O Bahia - é público e notório - foi fundado em 1931 e conta com uma das mais apaixonadas torcidas do país. Isso deveria fazer a diferença do ponto-de-vista da democracia tricolor. Os dirigentes, no entanto, faziam de conta que essa realidade não existia e a "Nação Tricolor" deveria ser usada apenas como coadjuvante do processo, comparecendo aos estádios para os aplausos.

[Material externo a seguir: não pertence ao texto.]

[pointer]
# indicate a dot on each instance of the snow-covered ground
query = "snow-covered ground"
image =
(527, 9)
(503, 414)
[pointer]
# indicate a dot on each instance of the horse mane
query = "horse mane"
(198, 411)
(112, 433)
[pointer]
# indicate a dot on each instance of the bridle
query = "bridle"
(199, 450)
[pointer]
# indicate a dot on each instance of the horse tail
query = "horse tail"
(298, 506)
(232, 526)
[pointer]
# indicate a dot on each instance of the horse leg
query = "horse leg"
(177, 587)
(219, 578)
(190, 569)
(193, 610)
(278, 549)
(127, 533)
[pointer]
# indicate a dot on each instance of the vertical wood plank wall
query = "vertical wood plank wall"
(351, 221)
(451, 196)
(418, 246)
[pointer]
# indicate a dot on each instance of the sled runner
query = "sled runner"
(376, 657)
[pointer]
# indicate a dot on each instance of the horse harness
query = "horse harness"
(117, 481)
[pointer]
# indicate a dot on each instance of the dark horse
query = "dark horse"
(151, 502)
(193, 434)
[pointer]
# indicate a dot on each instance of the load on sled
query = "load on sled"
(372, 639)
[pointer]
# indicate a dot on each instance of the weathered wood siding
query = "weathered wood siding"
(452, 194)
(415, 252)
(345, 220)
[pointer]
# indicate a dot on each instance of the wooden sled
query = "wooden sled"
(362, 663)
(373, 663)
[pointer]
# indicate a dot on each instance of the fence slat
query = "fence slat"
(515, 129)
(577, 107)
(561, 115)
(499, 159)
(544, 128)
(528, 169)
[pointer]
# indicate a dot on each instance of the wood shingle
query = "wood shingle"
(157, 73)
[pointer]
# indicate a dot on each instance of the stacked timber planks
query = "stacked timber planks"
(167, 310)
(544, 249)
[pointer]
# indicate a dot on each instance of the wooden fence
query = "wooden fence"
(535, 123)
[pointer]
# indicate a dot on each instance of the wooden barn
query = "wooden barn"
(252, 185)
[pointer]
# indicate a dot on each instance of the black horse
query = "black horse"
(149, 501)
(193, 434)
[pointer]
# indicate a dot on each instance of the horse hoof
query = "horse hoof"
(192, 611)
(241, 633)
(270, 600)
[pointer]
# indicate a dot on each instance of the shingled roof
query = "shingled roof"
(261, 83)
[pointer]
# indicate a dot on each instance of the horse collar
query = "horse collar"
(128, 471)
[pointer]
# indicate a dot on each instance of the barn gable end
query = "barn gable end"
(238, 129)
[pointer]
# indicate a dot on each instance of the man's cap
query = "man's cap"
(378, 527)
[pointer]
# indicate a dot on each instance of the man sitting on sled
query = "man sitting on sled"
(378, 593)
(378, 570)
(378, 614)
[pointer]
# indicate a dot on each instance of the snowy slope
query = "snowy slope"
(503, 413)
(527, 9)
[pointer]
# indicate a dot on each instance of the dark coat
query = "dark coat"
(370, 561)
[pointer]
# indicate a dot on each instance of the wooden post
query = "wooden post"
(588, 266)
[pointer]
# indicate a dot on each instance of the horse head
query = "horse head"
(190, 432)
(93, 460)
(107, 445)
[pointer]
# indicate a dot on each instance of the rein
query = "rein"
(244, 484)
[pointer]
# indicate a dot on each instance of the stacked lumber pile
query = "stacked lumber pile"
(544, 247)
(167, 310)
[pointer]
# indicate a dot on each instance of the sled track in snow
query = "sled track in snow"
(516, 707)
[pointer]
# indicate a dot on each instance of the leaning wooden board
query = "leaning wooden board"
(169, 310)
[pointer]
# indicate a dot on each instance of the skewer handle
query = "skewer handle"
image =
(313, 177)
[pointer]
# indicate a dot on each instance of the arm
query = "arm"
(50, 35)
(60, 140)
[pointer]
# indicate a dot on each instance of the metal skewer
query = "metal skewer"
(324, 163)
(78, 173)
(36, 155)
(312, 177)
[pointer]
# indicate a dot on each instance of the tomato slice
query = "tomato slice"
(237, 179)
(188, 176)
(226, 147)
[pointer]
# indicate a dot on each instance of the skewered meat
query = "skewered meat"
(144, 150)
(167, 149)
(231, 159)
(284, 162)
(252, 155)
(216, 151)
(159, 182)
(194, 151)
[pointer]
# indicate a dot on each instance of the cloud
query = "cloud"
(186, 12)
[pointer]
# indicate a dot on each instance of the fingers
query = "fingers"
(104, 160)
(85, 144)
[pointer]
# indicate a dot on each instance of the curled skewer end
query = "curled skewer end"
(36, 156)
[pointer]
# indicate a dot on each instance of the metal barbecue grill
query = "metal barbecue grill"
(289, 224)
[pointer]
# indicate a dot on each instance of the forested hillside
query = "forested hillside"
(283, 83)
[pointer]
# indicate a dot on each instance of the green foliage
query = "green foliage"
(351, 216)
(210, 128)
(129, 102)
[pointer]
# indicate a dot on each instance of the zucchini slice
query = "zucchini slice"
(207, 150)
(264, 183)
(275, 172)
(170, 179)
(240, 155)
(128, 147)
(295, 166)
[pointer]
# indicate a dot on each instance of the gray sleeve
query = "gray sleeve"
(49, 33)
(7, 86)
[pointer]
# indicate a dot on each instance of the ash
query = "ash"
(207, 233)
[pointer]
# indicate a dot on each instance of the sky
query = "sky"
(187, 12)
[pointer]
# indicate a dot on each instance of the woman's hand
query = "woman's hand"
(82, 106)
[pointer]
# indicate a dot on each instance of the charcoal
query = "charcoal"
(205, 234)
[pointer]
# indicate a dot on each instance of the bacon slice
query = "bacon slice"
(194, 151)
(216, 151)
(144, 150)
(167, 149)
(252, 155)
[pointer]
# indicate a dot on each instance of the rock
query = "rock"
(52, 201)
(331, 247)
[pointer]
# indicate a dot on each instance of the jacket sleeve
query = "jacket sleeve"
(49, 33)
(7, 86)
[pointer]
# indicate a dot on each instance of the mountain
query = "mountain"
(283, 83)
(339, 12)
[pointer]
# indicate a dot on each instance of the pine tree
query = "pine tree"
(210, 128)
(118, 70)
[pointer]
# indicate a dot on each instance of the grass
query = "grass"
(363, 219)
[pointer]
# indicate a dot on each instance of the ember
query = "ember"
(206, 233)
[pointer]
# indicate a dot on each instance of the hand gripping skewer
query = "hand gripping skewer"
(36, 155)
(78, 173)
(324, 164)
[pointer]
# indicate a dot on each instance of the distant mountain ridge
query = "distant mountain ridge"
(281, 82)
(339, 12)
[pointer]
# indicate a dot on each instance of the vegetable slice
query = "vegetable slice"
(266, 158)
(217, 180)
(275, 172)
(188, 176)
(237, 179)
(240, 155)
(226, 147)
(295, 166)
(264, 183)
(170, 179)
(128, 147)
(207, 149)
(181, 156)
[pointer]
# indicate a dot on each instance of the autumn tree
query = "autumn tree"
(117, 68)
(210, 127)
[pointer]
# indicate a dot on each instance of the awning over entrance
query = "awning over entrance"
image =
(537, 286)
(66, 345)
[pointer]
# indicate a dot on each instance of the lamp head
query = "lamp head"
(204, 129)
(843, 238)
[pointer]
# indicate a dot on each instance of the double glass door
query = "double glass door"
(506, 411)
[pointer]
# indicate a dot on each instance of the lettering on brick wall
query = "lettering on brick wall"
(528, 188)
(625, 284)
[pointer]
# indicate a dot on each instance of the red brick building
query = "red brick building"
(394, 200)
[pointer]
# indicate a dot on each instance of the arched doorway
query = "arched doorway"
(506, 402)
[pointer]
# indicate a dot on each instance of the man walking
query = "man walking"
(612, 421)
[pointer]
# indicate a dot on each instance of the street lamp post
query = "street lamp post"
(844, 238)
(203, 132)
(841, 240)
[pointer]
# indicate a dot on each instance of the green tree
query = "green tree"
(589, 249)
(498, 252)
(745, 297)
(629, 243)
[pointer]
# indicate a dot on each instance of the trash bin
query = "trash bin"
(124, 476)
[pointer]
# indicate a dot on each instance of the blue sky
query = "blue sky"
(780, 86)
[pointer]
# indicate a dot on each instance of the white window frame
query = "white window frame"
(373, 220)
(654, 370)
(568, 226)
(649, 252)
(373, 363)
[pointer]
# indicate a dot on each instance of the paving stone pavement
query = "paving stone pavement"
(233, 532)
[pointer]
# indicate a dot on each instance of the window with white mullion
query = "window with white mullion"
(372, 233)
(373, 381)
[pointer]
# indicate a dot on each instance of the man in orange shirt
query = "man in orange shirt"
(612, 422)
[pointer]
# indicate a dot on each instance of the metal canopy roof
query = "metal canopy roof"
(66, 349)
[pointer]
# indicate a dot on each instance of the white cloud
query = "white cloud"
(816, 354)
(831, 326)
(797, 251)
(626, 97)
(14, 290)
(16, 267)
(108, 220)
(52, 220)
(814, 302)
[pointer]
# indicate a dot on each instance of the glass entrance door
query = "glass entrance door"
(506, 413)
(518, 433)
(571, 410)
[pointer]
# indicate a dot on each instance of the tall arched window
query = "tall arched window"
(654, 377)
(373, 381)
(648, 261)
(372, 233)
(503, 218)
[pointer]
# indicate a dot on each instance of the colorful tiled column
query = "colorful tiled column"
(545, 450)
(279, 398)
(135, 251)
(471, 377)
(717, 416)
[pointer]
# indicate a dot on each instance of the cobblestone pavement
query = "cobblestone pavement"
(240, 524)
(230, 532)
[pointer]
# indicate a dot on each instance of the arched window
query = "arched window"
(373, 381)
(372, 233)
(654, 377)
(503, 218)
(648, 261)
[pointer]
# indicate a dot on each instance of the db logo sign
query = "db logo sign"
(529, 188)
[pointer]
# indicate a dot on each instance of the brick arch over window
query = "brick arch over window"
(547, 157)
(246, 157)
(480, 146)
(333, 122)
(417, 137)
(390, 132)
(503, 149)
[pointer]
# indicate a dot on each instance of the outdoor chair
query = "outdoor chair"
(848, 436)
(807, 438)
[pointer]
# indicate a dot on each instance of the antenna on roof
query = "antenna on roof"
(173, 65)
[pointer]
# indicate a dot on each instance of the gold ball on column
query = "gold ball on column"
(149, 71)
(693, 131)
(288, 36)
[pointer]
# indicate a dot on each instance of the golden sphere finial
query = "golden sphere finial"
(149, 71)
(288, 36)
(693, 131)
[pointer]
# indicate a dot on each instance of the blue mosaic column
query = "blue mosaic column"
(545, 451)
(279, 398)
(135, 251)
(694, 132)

A velha politica mandonista que imperava no Estado contaminou a direção executiva do clube, à sua semelhança.
Embora ainda jovem, 84 anos de idade, o Bahia tem uma história emocionante - foi o primeiro campeão brasileiro, em 1959, repetindo o feito em 1988 - mas sempre foi o clube de um dono, de um grupo de pessoas que controlava sua diretoria executiva, atuava sem transparência e se utilizava da torcida como massa de manobra.
Segundo Nestor, o marco da luta pela democracia – uma batalha política renhida deflagrada nos bastidores do clube - foi o Movimento de Renovação do Bahia lançado em 1989, justamente no ano após a conquista título de Campeão Brasileiro de 1988 – em decisão que ocorreu no dia 19 de fevereiro de 1989, contra o Internacional, no Beira Rio.
“Durante toda essas décadas após o Bi-Brasileiro, houve uma incontida insatisfação entre os cardeais tricolores, no Centro de Treinamento do clube, o Fazendão, e em parte da torcida, contra o personalismo de Paulo Maracajá. As conquistas do hepta no Campeonato Baiano e do Campeonato Brasileiro de 1988 criaram a nuvem de fumaça que encobriria a verdadeira realidade do clube de um dono só, sem planejamento e sem qualquer visão de futuro”, conta Mendes Jr.
São esses e outros fatos que estão narrados com detalhes por Nestor no livro "Nunca mais! 25 anos de luta pela liberdade no Esporte Clube Bahia" sem rodeios, com texto escrito de forma direta, incisiva e corajosa.
O autor mostra ponto-a-ponto como o Bahia era dirigido à exemplo de um feudo familiar, como se fosse uma empresa passada hereditariamente de pai para filho, uma Capitania Hereditária , como parte da imprensa esportiva baiana se aproveitava dessa situação compactuando com esse modelo e se beneficiando também com essa matriz, de uma 'grande familia' onde todos se locupletavam e quem menos se favorecia era o clube e sua imensa torcida.
O livro mostra que não foi uma luta fácil derrubar esse grupo poderoso que comandava o Bahia e tinha suportes na imprensa, no Poder Judiciário e em parte do poder politico. Luta duradoura que ganhou mais forças e se robusteceu de forma mais acelerada a partir da redemocratização politica da Bahia, que se deu a partir de 2007, com a ascensão de Jaques Wagner no Executivo, e em 2005, no Judiciário, com Dutra Cintra, fazendo com que a 'troika' tricolor perdesse sustentação politica.
Nestor não mede as palavras. Coloca os textos e os comentários na forma mais direta possível, revela quem ajudou nesse processo entre os comunicadores do estado, relata o trituramento de Pithon, a farsa que representou as eleições de 2005, como a massa tricolor reagiu e foi às ruas, o papel de Carlos Rátis junto ao Poder Judiciário e a luta do próprio autor que foi perseguido e teve ações judiciais perante a 'troika'.
Quem deseja conhecer um pouco mais sobre a história do Bahia e esse exemplo da democracia tricolor para o país, pois, os movimentos conseguiram derrubar o madonismo e elegeram uma nova diretoria pelo voto direto dos torcedores associados ao clube, o livro de Nestor é campeão.